Near-infrared spectroscopy of the Blue Compact Dwarf galaxy Markarian 59

TL;DR

This study provides detailed near-infrared spectroscopic observations of the blue compact dwarf galaxy Mrk 59, revealing its low extinction, the nature of molecular hydrogen excitation, and confirming stellar radiation as the primary ionization source.

Contribution

First comprehensive NIR spectrum of Mrk 59 combined with optical data, demonstrating the excitation mechanisms and ionization sources in a low-metallicity BCD galaxy.

Findings

Low extinction (A(V)=0.24 mag) consistent across optical and NIR.

H2 emission from dense clumps excited by photons, no shocks needed.

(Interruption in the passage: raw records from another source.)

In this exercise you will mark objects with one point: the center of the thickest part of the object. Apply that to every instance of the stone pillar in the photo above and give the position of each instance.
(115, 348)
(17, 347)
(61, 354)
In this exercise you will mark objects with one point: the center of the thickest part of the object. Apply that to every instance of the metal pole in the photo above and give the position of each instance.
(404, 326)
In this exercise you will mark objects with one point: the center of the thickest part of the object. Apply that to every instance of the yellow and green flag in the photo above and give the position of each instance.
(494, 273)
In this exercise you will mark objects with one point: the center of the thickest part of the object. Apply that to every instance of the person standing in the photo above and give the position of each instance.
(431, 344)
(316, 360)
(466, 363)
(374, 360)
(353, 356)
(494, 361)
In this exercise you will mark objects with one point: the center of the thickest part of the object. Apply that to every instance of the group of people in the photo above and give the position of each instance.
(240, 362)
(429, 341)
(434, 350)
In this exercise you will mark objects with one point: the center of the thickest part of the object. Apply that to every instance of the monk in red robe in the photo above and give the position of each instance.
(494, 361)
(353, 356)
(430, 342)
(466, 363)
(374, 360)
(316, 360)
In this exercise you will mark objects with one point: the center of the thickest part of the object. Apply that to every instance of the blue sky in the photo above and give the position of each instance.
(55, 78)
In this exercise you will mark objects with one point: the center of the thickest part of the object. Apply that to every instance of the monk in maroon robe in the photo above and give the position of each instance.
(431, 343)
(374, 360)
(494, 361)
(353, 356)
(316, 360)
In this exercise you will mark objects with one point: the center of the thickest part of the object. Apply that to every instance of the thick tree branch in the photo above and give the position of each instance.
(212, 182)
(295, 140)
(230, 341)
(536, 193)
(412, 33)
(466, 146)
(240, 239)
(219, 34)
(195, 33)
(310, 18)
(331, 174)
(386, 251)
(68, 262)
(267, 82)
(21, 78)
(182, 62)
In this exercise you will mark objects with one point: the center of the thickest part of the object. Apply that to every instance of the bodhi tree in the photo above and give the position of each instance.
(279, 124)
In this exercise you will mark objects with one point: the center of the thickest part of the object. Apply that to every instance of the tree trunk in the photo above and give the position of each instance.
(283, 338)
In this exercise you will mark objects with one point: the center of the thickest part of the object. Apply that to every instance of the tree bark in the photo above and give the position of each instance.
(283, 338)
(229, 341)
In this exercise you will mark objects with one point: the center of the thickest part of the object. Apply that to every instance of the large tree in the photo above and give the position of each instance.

Photoionization model matches observed emission lines without additional ionization sources.

Abstract

We present near-infrared (NIR) spectroscopic observations of the blue compact dwarf (BCD) galaxy Mrk 59, obtained with the TripleSpec spectrograph mounted on the 3.5m APO telescope. The NIR spectrum of Mrk 59, which covers the 0.90 - 2.40 micron wavelength range, shows atomic hydrogen, molecular hydrogen, helium, sulfur and iron emission lines. The NIR data have been supplemented by a SDSS optical spectrum. We found extinction in the BCD to be low [A(V)=0.24 mag] and to be the same in both the optical and NIR ranges. The NIR light does not reveal hidden star formation. The H2 emission comes from dense clumps and the H2 vibrational emission line intensities can be accounted for by photon excitation. No shock excitation is needed. A CLOUDY photoinization model of Mrk 59 reproduces well the observed optical and NIR emission line fluxes. There is no need to invoke sources of ionization other than stellar radiation.The [FeII] 1.257 and 1.643 micron emission lines, often used as supernova shock indicators in low-excitation high-metallicity starburst galaxies, cannot play such a role in high-excitation low-metallicity HII regions such as Mrk 59.